Labatilla
Imagine a group of beetles happily gathering on a moss-covered rock, when they were suddenly sucked in by the beak of a long-necked, slender-necked dinosaur ancestor. Rest in peace… The good news was that through a complex combination of luck and microbial activity, their little corpses were frozen in time. And after more than 200 million years, a group of scientists found it while searching in fossilized feces.
Bor Eli Chichit / The New York Times
These coprolites, as they are called, can provide insights with an extraordinary level of detail about long-vanished ecosystems, according to new research published in Current Biology. A team of researchers has found nearly intact beetles, already extinct, unknown to science, hanging inside a piece of Triassic faeces. Scientists suspect the fecal material belongs to Silesaurus opolensis, a close relative of dinosaurs that lived about 230 million years ago, though it’s difficult to identify once separated from its point of origin.
“We decided to look at coprolites to try to understand who was eating who in this ecosystem,” explained the paper’s lead author, Martin Kvarnström, a paleontologist at Uppsala University in Sweden. “And in one of the fragments of the coprolite, all these beetles appeared.”
Coprolites were collected near the village of Krasiejów in southern Poland, in a quarry where the remains of S. opolensis and other higher Triassic vertebrates were dug. At the excavation site, recalls Grzegorz Niedzwiedzki, a co-author and paleontologist at Uppsala University, few other scholars were interested in cobulite; He said many of them are still lying there. However, the inconspicuous structures can act as “miniature coffins” that preserve fragile items such as hair, feathers, and in this case, 3-D insects, for hundreds of millions of years.
“Over time, we have discovered that coprolites can provide fossil evidence of very ancient organisms that would not normally be preserved otherwise,” explained Karen Chin, a paleontologist at the University of Colorado at Boulder, who was not involved in the study.
However, examining the interior of the coprolites can be difficult, Qvarnstrom admitted. So the researchers took these samples to the European Synchrotron Radiation Laboratory in France to scan their contents and make a 3D rendering.
The most difficult task, Qvarnstrom said, is to combine the images that are produced to distinguish what is what.
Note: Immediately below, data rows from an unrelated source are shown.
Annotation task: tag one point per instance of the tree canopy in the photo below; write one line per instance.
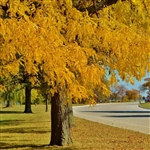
(72, 49)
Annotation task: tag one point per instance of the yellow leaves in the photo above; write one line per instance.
(72, 48)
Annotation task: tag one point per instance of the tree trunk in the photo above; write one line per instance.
(70, 115)
(28, 99)
(60, 131)
(8, 100)
(46, 103)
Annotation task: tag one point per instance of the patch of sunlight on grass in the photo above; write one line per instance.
(32, 131)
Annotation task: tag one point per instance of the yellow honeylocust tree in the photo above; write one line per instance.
(73, 49)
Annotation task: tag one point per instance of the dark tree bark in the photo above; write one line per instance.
(70, 115)
(46, 103)
(60, 131)
(27, 99)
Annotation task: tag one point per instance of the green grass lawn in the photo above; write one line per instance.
(32, 131)
(145, 105)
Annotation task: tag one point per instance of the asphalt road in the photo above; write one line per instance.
(122, 115)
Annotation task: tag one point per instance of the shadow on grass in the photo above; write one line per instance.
(33, 146)
(10, 122)
(24, 130)
(11, 112)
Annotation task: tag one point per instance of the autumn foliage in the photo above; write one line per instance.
(72, 49)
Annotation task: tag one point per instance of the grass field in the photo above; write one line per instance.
(145, 105)
(32, 131)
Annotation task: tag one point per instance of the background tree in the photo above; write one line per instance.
(133, 94)
(146, 86)
(73, 50)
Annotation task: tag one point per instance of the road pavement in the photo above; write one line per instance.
(122, 115)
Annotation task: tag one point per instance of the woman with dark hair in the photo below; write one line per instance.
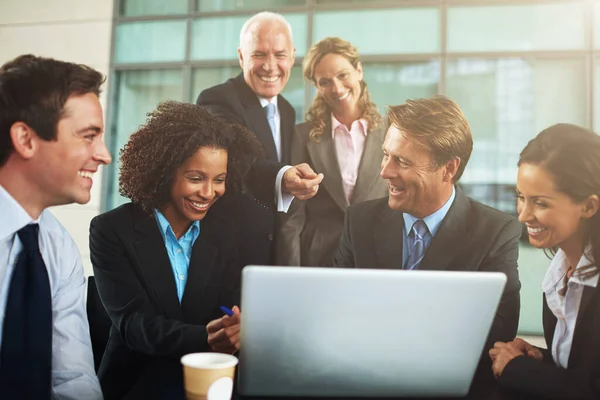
(342, 138)
(558, 196)
(163, 266)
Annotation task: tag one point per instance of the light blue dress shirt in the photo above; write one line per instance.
(432, 221)
(179, 251)
(73, 375)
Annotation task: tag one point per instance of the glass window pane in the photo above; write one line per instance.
(597, 95)
(203, 78)
(597, 25)
(137, 92)
(507, 102)
(394, 83)
(383, 31)
(134, 8)
(156, 41)
(554, 26)
(219, 38)
(226, 5)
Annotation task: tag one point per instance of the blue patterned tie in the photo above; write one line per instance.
(270, 110)
(26, 352)
(419, 235)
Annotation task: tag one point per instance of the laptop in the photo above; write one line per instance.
(363, 332)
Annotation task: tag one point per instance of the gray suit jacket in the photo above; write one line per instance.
(310, 232)
(472, 237)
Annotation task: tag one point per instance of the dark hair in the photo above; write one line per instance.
(571, 155)
(438, 124)
(173, 133)
(34, 90)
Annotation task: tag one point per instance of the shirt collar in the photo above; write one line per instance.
(264, 102)
(14, 217)
(165, 226)
(336, 124)
(559, 266)
(433, 221)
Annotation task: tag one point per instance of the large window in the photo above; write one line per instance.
(514, 68)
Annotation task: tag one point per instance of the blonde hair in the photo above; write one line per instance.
(439, 125)
(319, 111)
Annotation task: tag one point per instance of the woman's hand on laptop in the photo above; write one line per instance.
(224, 333)
(501, 354)
(528, 349)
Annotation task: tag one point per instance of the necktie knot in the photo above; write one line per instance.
(419, 229)
(416, 250)
(28, 235)
(270, 110)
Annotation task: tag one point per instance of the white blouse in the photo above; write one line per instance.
(565, 305)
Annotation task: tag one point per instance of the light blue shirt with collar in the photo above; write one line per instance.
(73, 375)
(283, 200)
(433, 222)
(179, 250)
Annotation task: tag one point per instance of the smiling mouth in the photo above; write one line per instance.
(395, 189)
(201, 207)
(268, 79)
(535, 231)
(343, 97)
(85, 174)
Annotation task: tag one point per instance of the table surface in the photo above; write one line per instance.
(483, 387)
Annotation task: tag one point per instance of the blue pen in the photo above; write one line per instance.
(227, 311)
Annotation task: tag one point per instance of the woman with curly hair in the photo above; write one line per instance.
(342, 138)
(558, 199)
(163, 266)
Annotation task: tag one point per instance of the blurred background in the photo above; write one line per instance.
(515, 67)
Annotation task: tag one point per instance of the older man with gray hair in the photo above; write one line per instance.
(253, 99)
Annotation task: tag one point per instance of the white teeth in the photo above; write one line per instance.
(535, 230)
(344, 96)
(85, 174)
(201, 206)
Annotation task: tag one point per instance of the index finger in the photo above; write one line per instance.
(214, 326)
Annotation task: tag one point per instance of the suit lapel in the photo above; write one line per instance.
(256, 118)
(155, 262)
(324, 157)
(388, 235)
(582, 324)
(370, 166)
(449, 237)
(199, 273)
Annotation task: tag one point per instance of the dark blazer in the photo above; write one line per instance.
(136, 285)
(254, 212)
(310, 232)
(581, 380)
(472, 237)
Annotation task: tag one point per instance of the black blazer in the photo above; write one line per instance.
(581, 380)
(254, 213)
(472, 237)
(136, 285)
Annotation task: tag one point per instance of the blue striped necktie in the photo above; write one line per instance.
(419, 236)
(270, 111)
(26, 352)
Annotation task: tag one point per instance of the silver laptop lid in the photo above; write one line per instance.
(363, 332)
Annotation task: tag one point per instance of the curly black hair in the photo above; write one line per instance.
(173, 133)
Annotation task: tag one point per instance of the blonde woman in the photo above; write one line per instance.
(342, 138)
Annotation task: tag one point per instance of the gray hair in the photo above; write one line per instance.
(264, 16)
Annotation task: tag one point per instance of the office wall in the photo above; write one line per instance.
(70, 30)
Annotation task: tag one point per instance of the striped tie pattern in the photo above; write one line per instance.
(419, 236)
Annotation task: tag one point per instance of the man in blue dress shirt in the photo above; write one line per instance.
(51, 128)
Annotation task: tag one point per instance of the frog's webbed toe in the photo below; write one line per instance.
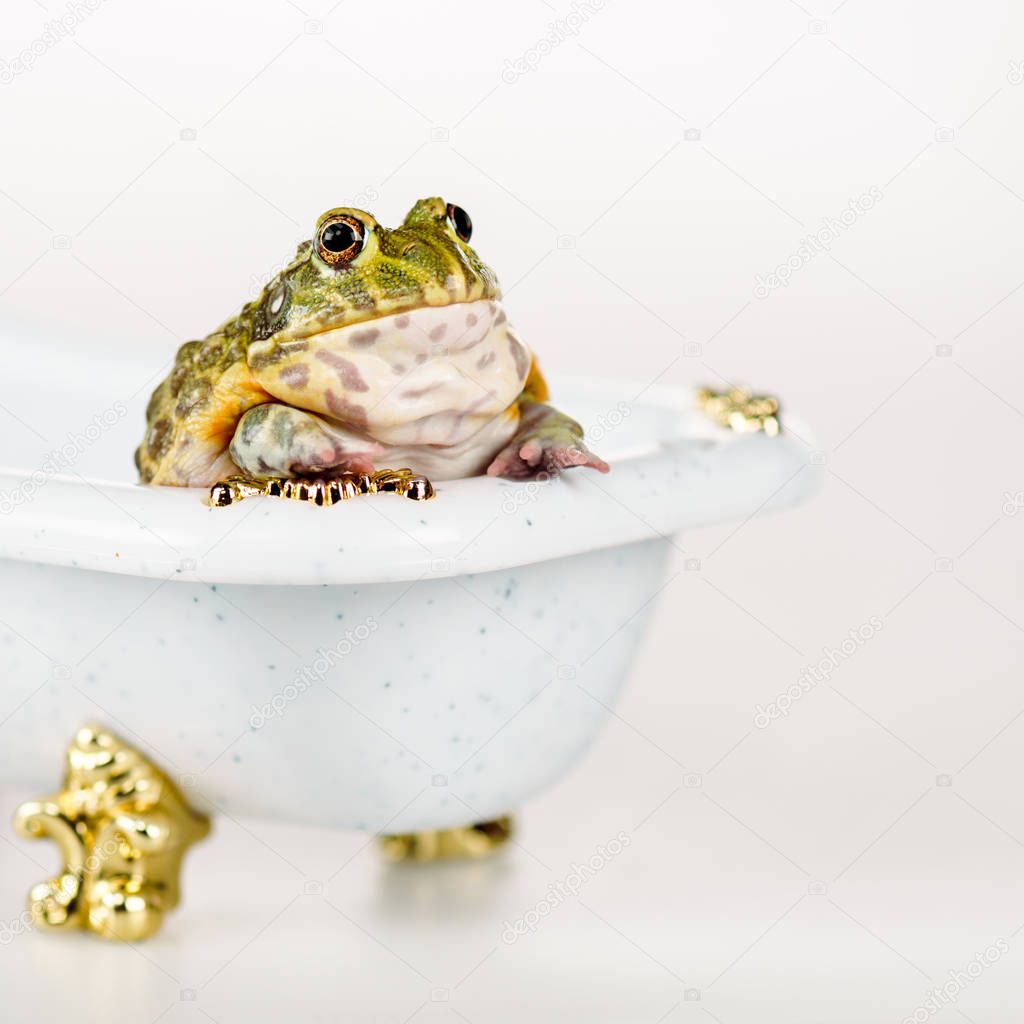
(547, 442)
(278, 440)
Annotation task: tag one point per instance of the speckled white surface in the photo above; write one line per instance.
(354, 666)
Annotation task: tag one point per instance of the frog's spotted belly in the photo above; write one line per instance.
(434, 387)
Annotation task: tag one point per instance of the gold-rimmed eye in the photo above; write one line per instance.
(341, 240)
(460, 221)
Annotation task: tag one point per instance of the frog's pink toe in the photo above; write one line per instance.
(531, 453)
(534, 459)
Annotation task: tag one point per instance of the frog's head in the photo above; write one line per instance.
(354, 269)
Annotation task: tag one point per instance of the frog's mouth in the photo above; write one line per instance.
(378, 377)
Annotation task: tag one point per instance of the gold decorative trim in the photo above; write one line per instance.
(448, 844)
(327, 491)
(122, 827)
(741, 411)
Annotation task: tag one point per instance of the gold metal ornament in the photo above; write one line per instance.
(469, 842)
(326, 491)
(740, 410)
(123, 828)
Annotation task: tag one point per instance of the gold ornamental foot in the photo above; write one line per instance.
(122, 827)
(324, 491)
(740, 410)
(468, 842)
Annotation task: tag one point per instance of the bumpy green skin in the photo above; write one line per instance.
(196, 412)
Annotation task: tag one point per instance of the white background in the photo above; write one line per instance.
(678, 151)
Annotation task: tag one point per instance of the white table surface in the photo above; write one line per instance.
(705, 915)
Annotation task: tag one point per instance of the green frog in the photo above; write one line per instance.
(373, 348)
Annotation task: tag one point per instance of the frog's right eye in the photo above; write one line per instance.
(341, 240)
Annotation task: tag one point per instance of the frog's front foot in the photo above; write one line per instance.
(547, 442)
(323, 491)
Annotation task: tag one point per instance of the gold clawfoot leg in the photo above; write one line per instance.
(324, 491)
(448, 844)
(123, 828)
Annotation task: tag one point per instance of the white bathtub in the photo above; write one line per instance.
(383, 665)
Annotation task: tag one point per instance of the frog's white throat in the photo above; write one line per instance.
(435, 377)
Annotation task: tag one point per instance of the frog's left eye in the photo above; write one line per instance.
(341, 240)
(460, 221)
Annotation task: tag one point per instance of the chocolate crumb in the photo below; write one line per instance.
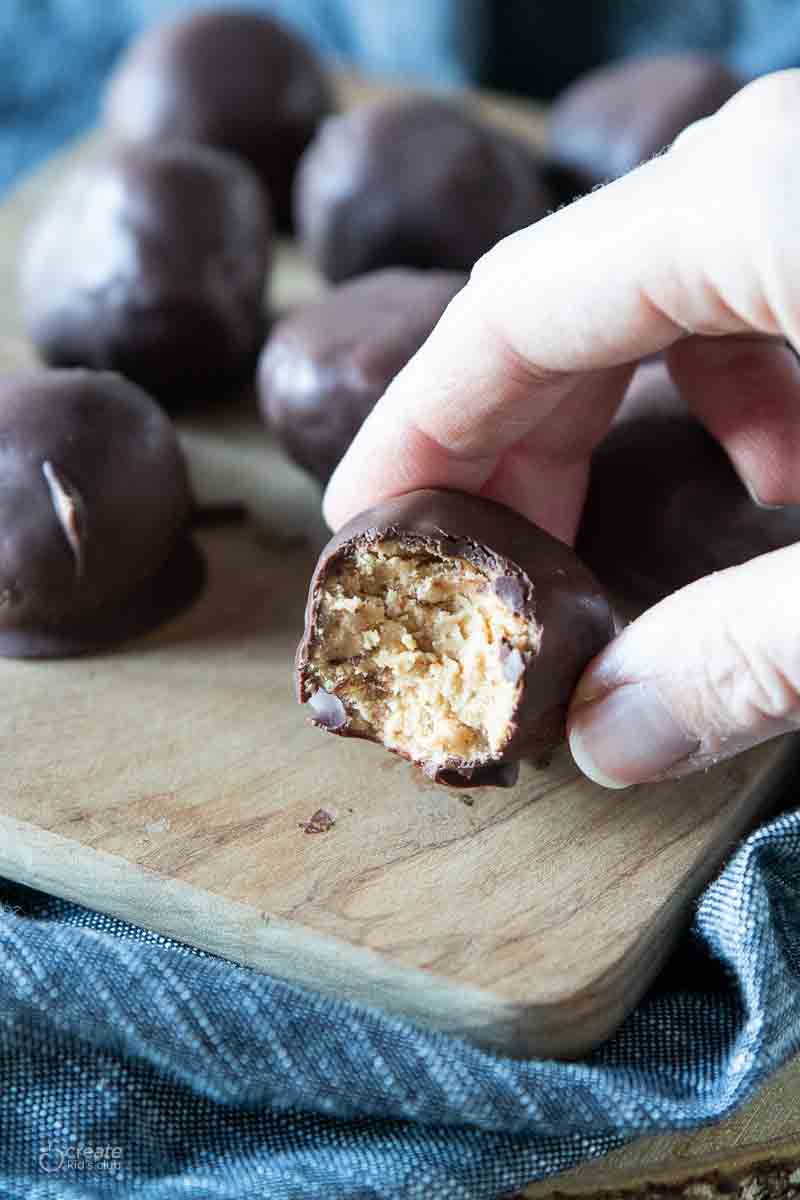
(319, 822)
(510, 592)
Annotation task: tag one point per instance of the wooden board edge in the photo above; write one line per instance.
(331, 965)
(245, 935)
(732, 1167)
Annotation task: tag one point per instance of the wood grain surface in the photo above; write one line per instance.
(168, 784)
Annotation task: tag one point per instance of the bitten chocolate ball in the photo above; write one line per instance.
(152, 262)
(411, 183)
(665, 507)
(325, 366)
(227, 78)
(94, 508)
(619, 115)
(450, 630)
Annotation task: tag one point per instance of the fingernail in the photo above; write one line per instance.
(759, 504)
(627, 737)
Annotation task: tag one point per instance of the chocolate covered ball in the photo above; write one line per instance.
(325, 366)
(450, 630)
(411, 183)
(94, 508)
(152, 262)
(226, 78)
(619, 115)
(665, 507)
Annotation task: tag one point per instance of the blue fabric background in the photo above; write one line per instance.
(214, 1080)
(55, 54)
(211, 1080)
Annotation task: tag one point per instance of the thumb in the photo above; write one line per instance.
(708, 672)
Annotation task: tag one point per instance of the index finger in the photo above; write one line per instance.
(521, 377)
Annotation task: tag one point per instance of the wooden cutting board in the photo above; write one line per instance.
(168, 784)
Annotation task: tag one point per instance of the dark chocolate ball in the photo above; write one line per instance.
(94, 509)
(619, 115)
(411, 183)
(152, 262)
(227, 78)
(326, 365)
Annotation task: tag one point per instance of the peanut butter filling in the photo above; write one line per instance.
(422, 652)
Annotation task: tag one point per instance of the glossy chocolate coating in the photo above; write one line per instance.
(325, 366)
(619, 115)
(226, 78)
(411, 183)
(665, 507)
(533, 574)
(94, 508)
(152, 262)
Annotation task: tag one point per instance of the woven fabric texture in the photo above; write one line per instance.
(214, 1080)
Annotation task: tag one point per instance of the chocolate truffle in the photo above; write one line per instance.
(94, 509)
(450, 630)
(665, 507)
(152, 262)
(227, 78)
(619, 115)
(326, 365)
(411, 183)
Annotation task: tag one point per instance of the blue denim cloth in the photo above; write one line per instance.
(214, 1080)
(205, 1079)
(55, 54)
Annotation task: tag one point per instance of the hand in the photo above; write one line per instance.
(523, 373)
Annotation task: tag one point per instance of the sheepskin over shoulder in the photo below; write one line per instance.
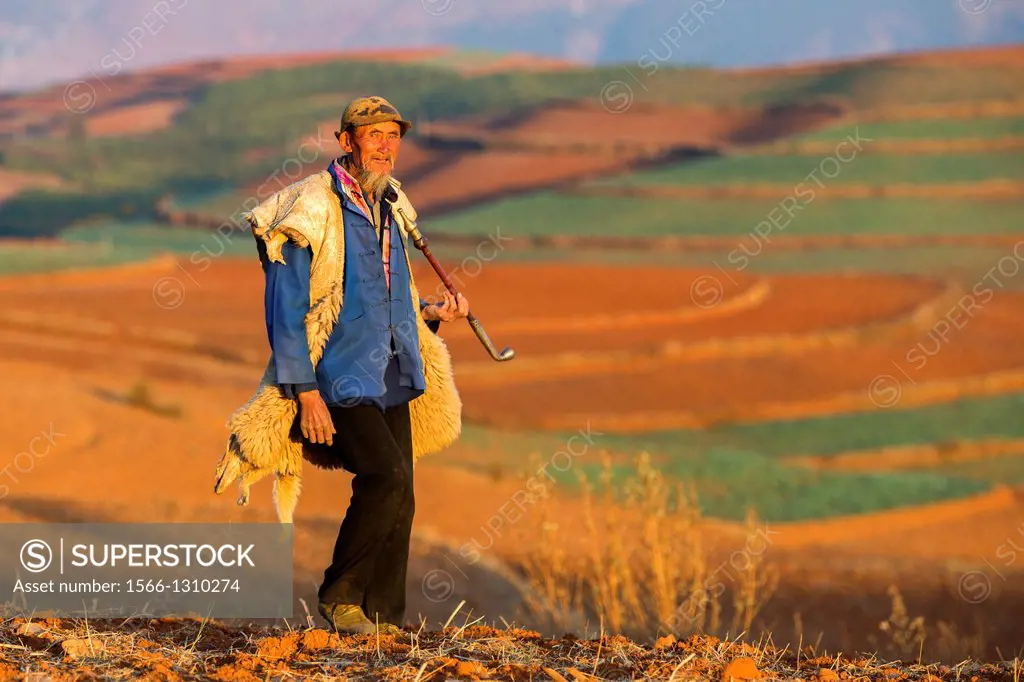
(261, 439)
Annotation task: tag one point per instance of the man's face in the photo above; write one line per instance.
(374, 147)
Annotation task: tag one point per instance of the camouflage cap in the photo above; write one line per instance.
(367, 111)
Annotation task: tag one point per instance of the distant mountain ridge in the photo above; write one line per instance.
(48, 41)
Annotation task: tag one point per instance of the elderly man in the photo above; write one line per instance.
(353, 377)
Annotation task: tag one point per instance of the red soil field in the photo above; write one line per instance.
(131, 463)
(587, 122)
(793, 304)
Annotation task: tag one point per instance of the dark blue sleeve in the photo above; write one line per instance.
(286, 303)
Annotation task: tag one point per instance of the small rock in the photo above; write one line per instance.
(82, 648)
(741, 670)
(665, 642)
(31, 630)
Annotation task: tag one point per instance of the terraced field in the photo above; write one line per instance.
(866, 168)
(939, 129)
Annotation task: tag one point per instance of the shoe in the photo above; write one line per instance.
(346, 619)
(349, 620)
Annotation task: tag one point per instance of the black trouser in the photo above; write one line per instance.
(371, 555)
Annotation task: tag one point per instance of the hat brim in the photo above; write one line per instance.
(403, 125)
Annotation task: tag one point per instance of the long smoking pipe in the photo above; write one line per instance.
(420, 242)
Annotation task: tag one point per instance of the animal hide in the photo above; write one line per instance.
(261, 438)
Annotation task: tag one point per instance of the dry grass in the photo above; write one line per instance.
(647, 570)
(192, 649)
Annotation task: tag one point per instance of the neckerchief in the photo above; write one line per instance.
(347, 184)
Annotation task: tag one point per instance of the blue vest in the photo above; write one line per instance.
(372, 355)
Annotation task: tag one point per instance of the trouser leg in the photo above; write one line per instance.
(385, 597)
(382, 488)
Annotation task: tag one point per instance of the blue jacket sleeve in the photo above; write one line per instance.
(286, 303)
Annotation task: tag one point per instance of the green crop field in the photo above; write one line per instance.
(551, 213)
(966, 419)
(1006, 470)
(728, 479)
(155, 238)
(863, 168)
(927, 129)
(24, 259)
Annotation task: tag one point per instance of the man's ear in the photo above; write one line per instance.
(345, 140)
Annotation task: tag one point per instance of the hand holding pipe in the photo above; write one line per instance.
(420, 242)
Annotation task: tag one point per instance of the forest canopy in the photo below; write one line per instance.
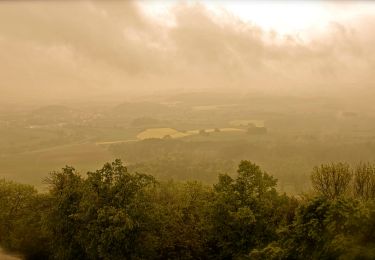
(112, 213)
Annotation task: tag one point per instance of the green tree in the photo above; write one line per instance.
(332, 180)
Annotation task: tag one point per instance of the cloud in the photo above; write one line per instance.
(96, 48)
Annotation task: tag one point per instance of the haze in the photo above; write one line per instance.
(95, 50)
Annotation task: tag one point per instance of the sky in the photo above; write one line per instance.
(53, 50)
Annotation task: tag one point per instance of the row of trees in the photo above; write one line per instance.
(114, 214)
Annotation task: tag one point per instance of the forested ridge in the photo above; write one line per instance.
(112, 213)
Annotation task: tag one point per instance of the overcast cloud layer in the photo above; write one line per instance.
(86, 49)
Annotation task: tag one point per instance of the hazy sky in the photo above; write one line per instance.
(89, 49)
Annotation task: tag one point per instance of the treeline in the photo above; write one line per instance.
(114, 214)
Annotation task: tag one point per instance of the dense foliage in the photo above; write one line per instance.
(114, 214)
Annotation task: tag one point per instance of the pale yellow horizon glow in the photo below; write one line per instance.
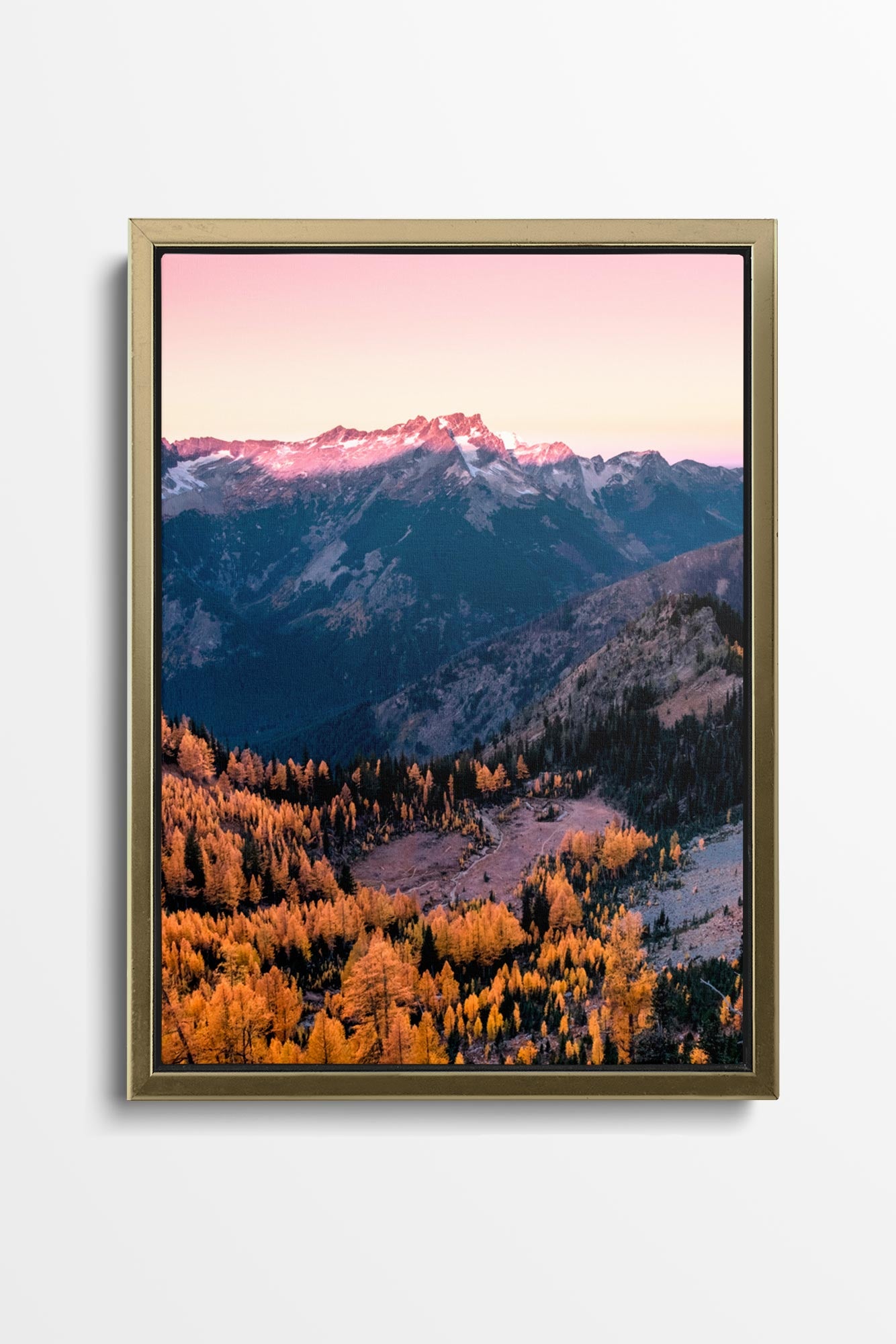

In addition to the beetles, the coprolite contained “little bits of who-knows-what, it’s just small, digested bits of something.”
Other researchers were also surprised by the healthy beetles present in the sample.
“I was shocked at how well these things were preserved,” said Sam Heads, curator of paleontology at the Illinois Natural History Survey, who was not involved in the study.
At first, Qvarnstrom thought the bugs must have climbed up the stool after defecation. But the researchers noted many different stages of “mastication”, so to speak, from almost completely preserved and boiled carcasses to severed heads, wings and other parts, many of which belong to the same class of beetle, which are 1.5 mm long and have the shape of a boat .
The researchers determined that the new species and genus, Triamyxa coprolithica, belonged to an extinct and previously unknown family in a strain of small beetles known as myxophagi, which today tend to live in algae mats. According to the authors, this is the first insect species to be described in the fossilized feces of a vertebrate.
In terms of explaining how some beetles manage to pass through an animal’s intestines and come out almost unscathed, Qvarnstrom thinks there are some possibilities. The beetles were small and may have been sucked up en masse by mistake while collecting on a piece of algae that had been eaten by Cilisaurus opulensis; Its exoskeleton also appears to have protected it a little, as with modern beetles. Qvarnstrom speculated that those who were not chewed died soon. “They didn’t have to choke on their stool.”
Beetles are perhaps the most diverse group of organisms on the planet, and learning more about their early evolution can help researchers understand why they existed, said Martin Vikaczek, co-author and entomologist at National Sun Yat-sen University in Taiwan.
The Triassic period, in which this coprolite was produced, is similar to a black hole in terms of the information we have from the fossil record of insects, Hades said. “The Triassic beetle is a really important find.”
Qvarnstrom said learning more about the diet of dinosaur relatives would also help researchers better understand how these creatures emerged in an ecologically dominant niche.
“If we want to know more about the past, I think it is very important to get all the pieces of the puzzle,” he concluded.